Ese mundo político lleva mucho tiempo siendo incapaz de resolver el gran dilema entre dos necesidades contrapuestas: la de que ETA perviva y la de que desaparezca para siempre. Encuentra en la organización terrorista, al mismo tiempo, su fortaleza y su debilidad. Le debe lo que es y gracias a ella multiplica su fuerza, más allá de sus apoyos electorales. Pero, en la medida en que el rechazo al terrorismo se ha ido fortaleciendo, especialmente en la propia sociedad vasca, la pervivencia de la actividad terrorista ahuyenta a parte de su electorado, restándole importancia cualitativa, y anula su capacidad para protagonizar el cambio que propugna. Necesita prescindir de ETA, pero no está dispuesto a renunciar a lo que le aporta.

Esa izquierda abertzale es responsable de su propio periplo vital; pero algunas circunstancias han facilitado su desbordamiento. Las visiones irredentistas han seguido seduciendo, en mayor o menor medida, especialmente en el nacionalismo y en alguna izquierda. La aceptación de una motivación política en la base del terrorismo a la que abocan ha transmitido una suerte de atenuante, aun cuando fuese acompañada de su condena más radical. Y ha llevado a eludir la constatación de Orhan Pamuk (Me llamo Rojo): "Al contrario de lo que se piensa, los asesinos no surgen de entre los descreídos, sino de entre los que creen demasiado". Se ha facilitado la justificación del fanatismo ase-sino. Se ha permitido que ese mundo perciba que la existencia de una motivación espiritual hace disculpable la violencia, en lugar de obligarle a asumir que la violencia es más perversa cuanto más espiritual sea la motivación que la impulsa, menos disculpable cuanto más consciente, como nos enseña Friedrich Dürrenmatt en Justicia. En definitiva, ha permitido a sus integrantes eludir la necesidad de afrontar, sin lugar a escapatoria, la más absoluta deslegitimación de la violencia, tanto desde un punto de vista moral como político.

Las corrientes torrenciales suelen desbordarse de sus cauces, arrastrando lo que encuentran a su paso. Algo de eso nos está ocurriendo. El nacionalismo institucional, considerándose inmune a sus efectos destructores, ha quedado seducido por la fuerza de la corriente y por los beneficios que pudiera reportarle. El Pacto de Estella y el Plan Ibarretxe, aun en sus distintos significados, son dos de sus expresiones más relevantes. Ha aceptado convivir política y socialmente con esa izquierda abertzale, sin mostrarle que sus vinculaciones políticas no podían llevar sino al ostracismo político. Ha reconocido a ETA como interlocutor político legítimo y le ha permitido constatar que el recurso a la violencia no ha sido baldío.

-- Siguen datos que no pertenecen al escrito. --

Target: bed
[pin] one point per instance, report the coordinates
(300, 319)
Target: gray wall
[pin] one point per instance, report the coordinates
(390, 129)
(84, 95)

En esas circunstancias, ¿cómo extrañarse de que esa izquierda abertzale, con ETA a la cabeza, trate por todos los medios de recoger los beneficios? El proceso de negociación, permitiendo un espejismo que acabó demostrándose impracticable, reforzó el mismo mensaje. Y permite entender que el sentimiento de derrota con el que ese mundo entró en la tregua se extinguiese tan rápidamente durante su desarrollo.

También el sistema democrático corre el riesgo de ser afectado por la corriente si en la lucha contra el terrorismo no es capaz de combinar, con coherencia, firmeza y respeto a sus fundamentos, que son los que le dan sentido y le otorgan mayor fortaleza.

La lucha contra la actividad terrorista no ha tenido cuartel. Pero durante decenios se ha mantenido inmune al entorno civil de la banda, ignorando la facilidad con la que, en la cercanía de la actividad delictiva, se traspasa la frontera de lo lícito, casi de forma inconsciente. Tanto más cuanto mayor sea la sensación de impunidad que se transmita.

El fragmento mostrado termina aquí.